Eve went to prepare the tea, which was easy enough since she had already put on the kettle for herself. As she poured the boiling water over the dry leaves, she felt the significance of such a simple ritual. The very act was like a thread of history, linking Eve to her mother and to past generations, all of whom found comfort from the woes of life – toothaches to heartaches – with a calming reassuring cup of tea. (86)
Between the years of 2006 and 2009, I lived in the north Georgia mountains near the small town of Clarkesville and it’s the place I consider the home of my soul. During that period, I wrote a twice-monthly column for the local newspaper, and in one of those essays I described a recent visit to a monastery.
I spent a few days earlier this year in silence at the Monastery of the Holy Spirit in Conyers, Georgia. It had been a very hard and sad December for me – for a lot of reasons – and once we rang in the New Year I just felt the need to leave behind all the distractions of telephone and email for at least a few days.

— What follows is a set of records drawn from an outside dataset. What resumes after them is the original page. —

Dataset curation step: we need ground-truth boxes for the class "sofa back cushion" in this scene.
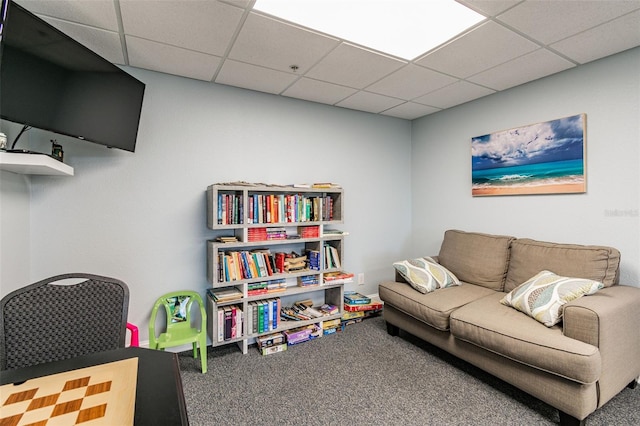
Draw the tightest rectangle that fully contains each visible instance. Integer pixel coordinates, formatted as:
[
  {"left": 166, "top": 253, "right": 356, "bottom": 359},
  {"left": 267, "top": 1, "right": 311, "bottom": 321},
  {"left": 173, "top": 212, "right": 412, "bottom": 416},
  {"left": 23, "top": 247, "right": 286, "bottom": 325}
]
[
  {"left": 504, "top": 238, "right": 620, "bottom": 292},
  {"left": 438, "top": 229, "right": 514, "bottom": 291}
]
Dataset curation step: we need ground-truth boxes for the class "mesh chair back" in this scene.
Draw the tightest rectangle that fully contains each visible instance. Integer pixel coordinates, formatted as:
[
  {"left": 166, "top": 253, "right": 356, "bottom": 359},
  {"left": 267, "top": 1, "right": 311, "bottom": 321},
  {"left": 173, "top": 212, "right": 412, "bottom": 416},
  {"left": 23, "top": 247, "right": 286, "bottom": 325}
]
[{"left": 0, "top": 273, "right": 129, "bottom": 370}]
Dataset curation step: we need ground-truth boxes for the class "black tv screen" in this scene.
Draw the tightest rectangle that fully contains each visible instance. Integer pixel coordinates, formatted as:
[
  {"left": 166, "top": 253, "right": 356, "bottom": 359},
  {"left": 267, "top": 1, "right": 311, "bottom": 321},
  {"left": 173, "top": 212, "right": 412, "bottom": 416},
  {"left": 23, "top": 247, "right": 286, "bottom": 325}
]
[{"left": 0, "top": 0, "right": 145, "bottom": 152}]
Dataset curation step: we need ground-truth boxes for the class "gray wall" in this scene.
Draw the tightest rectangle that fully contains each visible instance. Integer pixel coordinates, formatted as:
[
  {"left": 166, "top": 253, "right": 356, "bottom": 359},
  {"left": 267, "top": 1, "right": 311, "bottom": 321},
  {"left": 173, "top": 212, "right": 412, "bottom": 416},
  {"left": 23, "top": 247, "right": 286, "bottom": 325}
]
[
  {"left": 411, "top": 47, "right": 640, "bottom": 287},
  {"left": 0, "top": 69, "right": 413, "bottom": 339}
]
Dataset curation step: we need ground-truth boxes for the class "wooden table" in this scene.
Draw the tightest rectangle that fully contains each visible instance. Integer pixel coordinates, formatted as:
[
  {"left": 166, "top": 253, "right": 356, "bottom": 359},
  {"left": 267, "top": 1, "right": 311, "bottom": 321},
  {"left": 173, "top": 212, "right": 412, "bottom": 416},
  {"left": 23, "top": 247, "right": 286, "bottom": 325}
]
[{"left": 0, "top": 347, "right": 189, "bottom": 425}]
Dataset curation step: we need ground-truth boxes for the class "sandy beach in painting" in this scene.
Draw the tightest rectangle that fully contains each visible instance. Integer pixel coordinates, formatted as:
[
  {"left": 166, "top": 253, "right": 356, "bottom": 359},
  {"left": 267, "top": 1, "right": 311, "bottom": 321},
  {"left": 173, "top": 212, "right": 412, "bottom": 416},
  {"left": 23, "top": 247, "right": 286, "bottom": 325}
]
[{"left": 473, "top": 182, "right": 585, "bottom": 196}]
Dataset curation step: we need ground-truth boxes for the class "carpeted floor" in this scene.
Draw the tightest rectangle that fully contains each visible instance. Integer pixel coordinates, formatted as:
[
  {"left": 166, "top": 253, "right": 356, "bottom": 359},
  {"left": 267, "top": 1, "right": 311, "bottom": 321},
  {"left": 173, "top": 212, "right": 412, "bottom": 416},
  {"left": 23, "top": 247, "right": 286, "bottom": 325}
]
[{"left": 178, "top": 316, "right": 639, "bottom": 425}]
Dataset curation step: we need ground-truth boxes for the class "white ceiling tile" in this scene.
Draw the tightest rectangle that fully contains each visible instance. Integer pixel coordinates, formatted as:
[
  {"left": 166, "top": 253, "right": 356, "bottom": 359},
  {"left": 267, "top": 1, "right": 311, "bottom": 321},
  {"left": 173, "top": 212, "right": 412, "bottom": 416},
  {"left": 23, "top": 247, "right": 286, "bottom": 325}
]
[
  {"left": 336, "top": 91, "right": 405, "bottom": 114},
  {"left": 229, "top": 12, "right": 340, "bottom": 74},
  {"left": 282, "top": 78, "right": 357, "bottom": 105},
  {"left": 497, "top": 0, "right": 640, "bottom": 45},
  {"left": 456, "top": 0, "right": 521, "bottom": 17},
  {"left": 414, "top": 81, "right": 495, "bottom": 109},
  {"left": 15, "top": 0, "right": 119, "bottom": 30},
  {"left": 39, "top": 16, "right": 125, "bottom": 64},
  {"left": 366, "top": 65, "right": 458, "bottom": 100},
  {"left": 468, "top": 49, "right": 575, "bottom": 91},
  {"left": 119, "top": 0, "right": 244, "bottom": 56},
  {"left": 550, "top": 10, "right": 640, "bottom": 64},
  {"left": 216, "top": 60, "right": 298, "bottom": 95},
  {"left": 127, "top": 36, "right": 221, "bottom": 82},
  {"left": 416, "top": 21, "right": 539, "bottom": 78},
  {"left": 381, "top": 102, "right": 441, "bottom": 120},
  {"left": 306, "top": 43, "right": 406, "bottom": 89}
]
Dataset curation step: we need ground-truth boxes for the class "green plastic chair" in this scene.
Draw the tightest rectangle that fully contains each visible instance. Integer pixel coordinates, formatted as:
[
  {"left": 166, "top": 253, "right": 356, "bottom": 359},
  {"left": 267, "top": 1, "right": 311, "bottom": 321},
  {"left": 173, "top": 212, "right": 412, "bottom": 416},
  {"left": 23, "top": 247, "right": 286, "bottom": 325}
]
[{"left": 149, "top": 291, "right": 207, "bottom": 373}]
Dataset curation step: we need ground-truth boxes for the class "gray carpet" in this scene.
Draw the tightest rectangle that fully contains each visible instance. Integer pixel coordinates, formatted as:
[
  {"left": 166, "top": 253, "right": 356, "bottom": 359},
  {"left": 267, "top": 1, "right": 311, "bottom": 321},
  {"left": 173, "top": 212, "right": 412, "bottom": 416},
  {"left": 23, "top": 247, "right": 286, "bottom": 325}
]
[{"left": 178, "top": 316, "right": 639, "bottom": 425}]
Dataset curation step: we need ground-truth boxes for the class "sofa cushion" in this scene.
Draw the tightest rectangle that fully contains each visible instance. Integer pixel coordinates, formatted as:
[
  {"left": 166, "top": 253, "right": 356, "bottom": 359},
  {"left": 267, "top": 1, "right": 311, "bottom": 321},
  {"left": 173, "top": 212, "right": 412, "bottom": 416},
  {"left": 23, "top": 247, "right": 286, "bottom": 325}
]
[
  {"left": 501, "top": 270, "right": 604, "bottom": 327},
  {"left": 450, "top": 293, "right": 601, "bottom": 384},
  {"left": 379, "top": 280, "right": 495, "bottom": 331},
  {"left": 504, "top": 238, "right": 620, "bottom": 292},
  {"left": 438, "top": 229, "right": 514, "bottom": 291},
  {"left": 393, "top": 256, "right": 460, "bottom": 294}
]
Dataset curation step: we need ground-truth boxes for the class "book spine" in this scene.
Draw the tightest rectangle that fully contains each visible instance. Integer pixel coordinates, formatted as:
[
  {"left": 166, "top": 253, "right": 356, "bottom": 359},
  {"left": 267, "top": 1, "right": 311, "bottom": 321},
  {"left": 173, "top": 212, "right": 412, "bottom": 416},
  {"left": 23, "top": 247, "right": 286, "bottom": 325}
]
[
  {"left": 263, "top": 300, "right": 269, "bottom": 333},
  {"left": 224, "top": 307, "right": 232, "bottom": 340},
  {"left": 252, "top": 302, "right": 259, "bottom": 334},
  {"left": 231, "top": 306, "right": 237, "bottom": 339},
  {"left": 236, "top": 306, "right": 243, "bottom": 338},
  {"left": 258, "top": 302, "right": 264, "bottom": 333},
  {"left": 217, "top": 307, "right": 224, "bottom": 342}
]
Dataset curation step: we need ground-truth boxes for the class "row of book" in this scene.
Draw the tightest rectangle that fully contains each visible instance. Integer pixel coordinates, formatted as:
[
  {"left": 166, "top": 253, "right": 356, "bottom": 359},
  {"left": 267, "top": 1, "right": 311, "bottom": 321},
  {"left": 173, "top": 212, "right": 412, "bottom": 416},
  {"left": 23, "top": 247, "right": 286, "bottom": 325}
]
[
  {"left": 246, "top": 194, "right": 335, "bottom": 224},
  {"left": 216, "top": 298, "right": 342, "bottom": 342},
  {"left": 256, "top": 307, "right": 381, "bottom": 356},
  {"left": 218, "top": 248, "right": 341, "bottom": 282},
  {"left": 257, "top": 319, "right": 341, "bottom": 355},
  {"left": 216, "top": 193, "right": 336, "bottom": 225},
  {"left": 217, "top": 193, "right": 243, "bottom": 225},
  {"left": 219, "top": 250, "right": 274, "bottom": 282}
]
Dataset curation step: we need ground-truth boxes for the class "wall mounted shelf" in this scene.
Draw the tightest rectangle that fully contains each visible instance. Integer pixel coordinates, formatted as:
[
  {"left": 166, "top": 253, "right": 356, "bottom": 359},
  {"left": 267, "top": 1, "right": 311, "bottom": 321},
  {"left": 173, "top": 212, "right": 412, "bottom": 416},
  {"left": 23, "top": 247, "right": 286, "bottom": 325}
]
[{"left": 0, "top": 152, "right": 74, "bottom": 176}]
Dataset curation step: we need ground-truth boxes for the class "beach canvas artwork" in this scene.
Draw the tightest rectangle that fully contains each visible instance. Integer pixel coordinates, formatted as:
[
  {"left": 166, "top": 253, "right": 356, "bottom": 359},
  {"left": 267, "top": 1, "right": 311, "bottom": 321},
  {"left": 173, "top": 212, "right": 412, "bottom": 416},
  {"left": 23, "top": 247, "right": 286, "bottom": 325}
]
[{"left": 471, "top": 114, "right": 586, "bottom": 196}]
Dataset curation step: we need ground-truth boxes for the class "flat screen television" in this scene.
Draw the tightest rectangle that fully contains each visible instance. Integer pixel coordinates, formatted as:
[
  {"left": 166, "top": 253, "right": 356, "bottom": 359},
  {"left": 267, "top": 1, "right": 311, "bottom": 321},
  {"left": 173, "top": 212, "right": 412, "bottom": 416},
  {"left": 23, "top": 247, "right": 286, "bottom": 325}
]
[{"left": 0, "top": 0, "right": 145, "bottom": 152}]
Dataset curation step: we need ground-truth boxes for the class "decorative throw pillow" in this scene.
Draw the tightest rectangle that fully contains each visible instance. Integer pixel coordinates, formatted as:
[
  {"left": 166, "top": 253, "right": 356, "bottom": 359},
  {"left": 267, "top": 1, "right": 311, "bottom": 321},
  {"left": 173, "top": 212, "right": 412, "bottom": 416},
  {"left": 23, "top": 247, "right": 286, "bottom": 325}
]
[
  {"left": 393, "top": 256, "right": 461, "bottom": 294},
  {"left": 500, "top": 270, "right": 604, "bottom": 327}
]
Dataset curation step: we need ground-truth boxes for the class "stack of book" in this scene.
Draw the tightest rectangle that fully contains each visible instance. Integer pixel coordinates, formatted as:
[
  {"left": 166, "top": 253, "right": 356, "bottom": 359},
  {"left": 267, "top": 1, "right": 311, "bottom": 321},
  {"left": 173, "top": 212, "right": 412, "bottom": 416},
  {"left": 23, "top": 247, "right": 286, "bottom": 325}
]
[
  {"left": 247, "top": 279, "right": 287, "bottom": 296},
  {"left": 247, "top": 227, "right": 287, "bottom": 241},
  {"left": 247, "top": 228, "right": 267, "bottom": 241},
  {"left": 283, "top": 254, "right": 307, "bottom": 272},
  {"left": 207, "top": 287, "right": 243, "bottom": 303},
  {"left": 280, "top": 300, "right": 335, "bottom": 322},
  {"left": 321, "top": 318, "right": 342, "bottom": 335},
  {"left": 216, "top": 236, "right": 238, "bottom": 243},
  {"left": 342, "top": 292, "right": 383, "bottom": 328},
  {"left": 298, "top": 275, "right": 319, "bottom": 287},
  {"left": 256, "top": 332, "right": 287, "bottom": 356},
  {"left": 283, "top": 324, "right": 322, "bottom": 345},
  {"left": 299, "top": 225, "right": 320, "bottom": 238}
]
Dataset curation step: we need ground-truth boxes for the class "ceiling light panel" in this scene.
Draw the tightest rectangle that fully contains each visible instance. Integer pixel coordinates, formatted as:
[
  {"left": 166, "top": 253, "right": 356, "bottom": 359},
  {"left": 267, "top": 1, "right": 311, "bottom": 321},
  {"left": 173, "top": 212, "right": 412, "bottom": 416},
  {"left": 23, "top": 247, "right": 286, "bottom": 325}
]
[{"left": 253, "top": 0, "right": 485, "bottom": 60}]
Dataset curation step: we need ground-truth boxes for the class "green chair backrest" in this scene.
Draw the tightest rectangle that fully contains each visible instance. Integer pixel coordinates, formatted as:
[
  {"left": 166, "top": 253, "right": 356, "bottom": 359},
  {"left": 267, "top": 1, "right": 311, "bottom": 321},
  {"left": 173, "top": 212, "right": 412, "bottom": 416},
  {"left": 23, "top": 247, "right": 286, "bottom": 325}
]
[{"left": 149, "top": 290, "right": 206, "bottom": 348}]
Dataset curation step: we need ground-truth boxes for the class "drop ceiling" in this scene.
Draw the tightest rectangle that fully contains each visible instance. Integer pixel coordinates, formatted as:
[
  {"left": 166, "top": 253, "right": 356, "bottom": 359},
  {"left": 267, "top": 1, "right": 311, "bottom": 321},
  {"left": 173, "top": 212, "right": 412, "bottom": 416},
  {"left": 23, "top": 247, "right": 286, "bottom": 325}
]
[{"left": 14, "top": 0, "right": 640, "bottom": 120}]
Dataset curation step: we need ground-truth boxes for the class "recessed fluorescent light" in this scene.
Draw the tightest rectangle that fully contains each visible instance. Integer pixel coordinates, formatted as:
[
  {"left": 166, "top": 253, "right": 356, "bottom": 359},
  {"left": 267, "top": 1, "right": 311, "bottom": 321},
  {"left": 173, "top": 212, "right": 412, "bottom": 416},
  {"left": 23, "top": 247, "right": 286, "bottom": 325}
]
[{"left": 253, "top": 0, "right": 485, "bottom": 60}]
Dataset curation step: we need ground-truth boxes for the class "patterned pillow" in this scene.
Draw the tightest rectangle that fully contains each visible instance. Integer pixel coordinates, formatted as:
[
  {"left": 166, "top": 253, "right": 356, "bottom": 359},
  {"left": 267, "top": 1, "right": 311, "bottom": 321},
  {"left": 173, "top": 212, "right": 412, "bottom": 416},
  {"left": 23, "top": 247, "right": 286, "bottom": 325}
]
[
  {"left": 393, "top": 256, "right": 461, "bottom": 294},
  {"left": 500, "top": 270, "right": 604, "bottom": 327}
]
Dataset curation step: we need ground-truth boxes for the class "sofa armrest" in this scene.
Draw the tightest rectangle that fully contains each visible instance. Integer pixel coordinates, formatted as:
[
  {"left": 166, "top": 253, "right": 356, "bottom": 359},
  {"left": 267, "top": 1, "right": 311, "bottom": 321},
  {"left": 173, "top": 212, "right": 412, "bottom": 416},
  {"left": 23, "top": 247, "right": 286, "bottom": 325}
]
[{"left": 563, "top": 285, "right": 640, "bottom": 404}]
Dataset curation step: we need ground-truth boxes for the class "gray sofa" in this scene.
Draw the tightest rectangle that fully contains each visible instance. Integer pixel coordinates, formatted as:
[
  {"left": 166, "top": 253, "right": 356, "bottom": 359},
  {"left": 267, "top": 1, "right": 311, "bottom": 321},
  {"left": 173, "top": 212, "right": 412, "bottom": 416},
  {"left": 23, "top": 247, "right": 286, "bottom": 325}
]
[{"left": 379, "top": 230, "right": 640, "bottom": 426}]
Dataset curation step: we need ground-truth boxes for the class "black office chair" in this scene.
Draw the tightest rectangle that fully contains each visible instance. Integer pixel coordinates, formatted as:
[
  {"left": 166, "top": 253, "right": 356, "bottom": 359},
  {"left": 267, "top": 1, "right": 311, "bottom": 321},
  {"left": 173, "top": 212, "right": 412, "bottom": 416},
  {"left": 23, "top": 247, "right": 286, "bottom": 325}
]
[{"left": 0, "top": 273, "right": 129, "bottom": 370}]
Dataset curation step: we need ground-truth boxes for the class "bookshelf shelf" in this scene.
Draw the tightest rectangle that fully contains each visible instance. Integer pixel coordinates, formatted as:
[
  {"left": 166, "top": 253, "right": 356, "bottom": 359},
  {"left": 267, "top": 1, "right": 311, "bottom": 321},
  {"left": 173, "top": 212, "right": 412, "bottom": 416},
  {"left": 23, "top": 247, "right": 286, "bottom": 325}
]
[{"left": 205, "top": 183, "right": 346, "bottom": 354}]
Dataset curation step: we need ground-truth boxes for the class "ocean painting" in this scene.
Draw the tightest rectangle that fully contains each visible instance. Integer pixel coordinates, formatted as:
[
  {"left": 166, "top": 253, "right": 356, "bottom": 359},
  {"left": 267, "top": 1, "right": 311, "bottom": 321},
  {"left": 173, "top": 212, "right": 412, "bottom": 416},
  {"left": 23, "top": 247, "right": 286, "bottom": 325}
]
[{"left": 471, "top": 114, "right": 586, "bottom": 196}]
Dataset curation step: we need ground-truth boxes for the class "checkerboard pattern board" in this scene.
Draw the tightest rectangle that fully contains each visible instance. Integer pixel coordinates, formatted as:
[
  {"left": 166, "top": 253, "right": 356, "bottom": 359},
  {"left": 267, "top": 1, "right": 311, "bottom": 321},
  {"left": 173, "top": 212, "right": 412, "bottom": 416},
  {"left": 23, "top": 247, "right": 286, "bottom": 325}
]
[{"left": 0, "top": 358, "right": 138, "bottom": 426}]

The Monastery was established in the 1940’s when a group of Trappist monks traveled to Georgia from Kentucky to build a new community. It’s a beautiful place with a lake, ducks and geese, and the beauty continues inside as well, especially in the cathedral with its soaring ceiling and stained glass windows.
Retreatants that come to the monastery are welcome to join in any, all or none of the worship services led by the brothers, but what felt most holy to me was the last service of the evening that began with the monks’ chanting in a deep darkness broken only by candlelight.
When your soul is carrying heavy burdens, the evocative beauty of holy ritual can lift those burdens like steam rising from a comforting pot of tea. Holy moments of synchronicity kept tapping me on the shoulder, showing me over and over again that God saw me and knew my heart. And after a Divine accident put a book in my path that brought tremendous healing, I knew once again that I had been touched by Grace.
Tea and Grace. Sometimes that which is most simple and earthy can be accompanied by that which is most holy.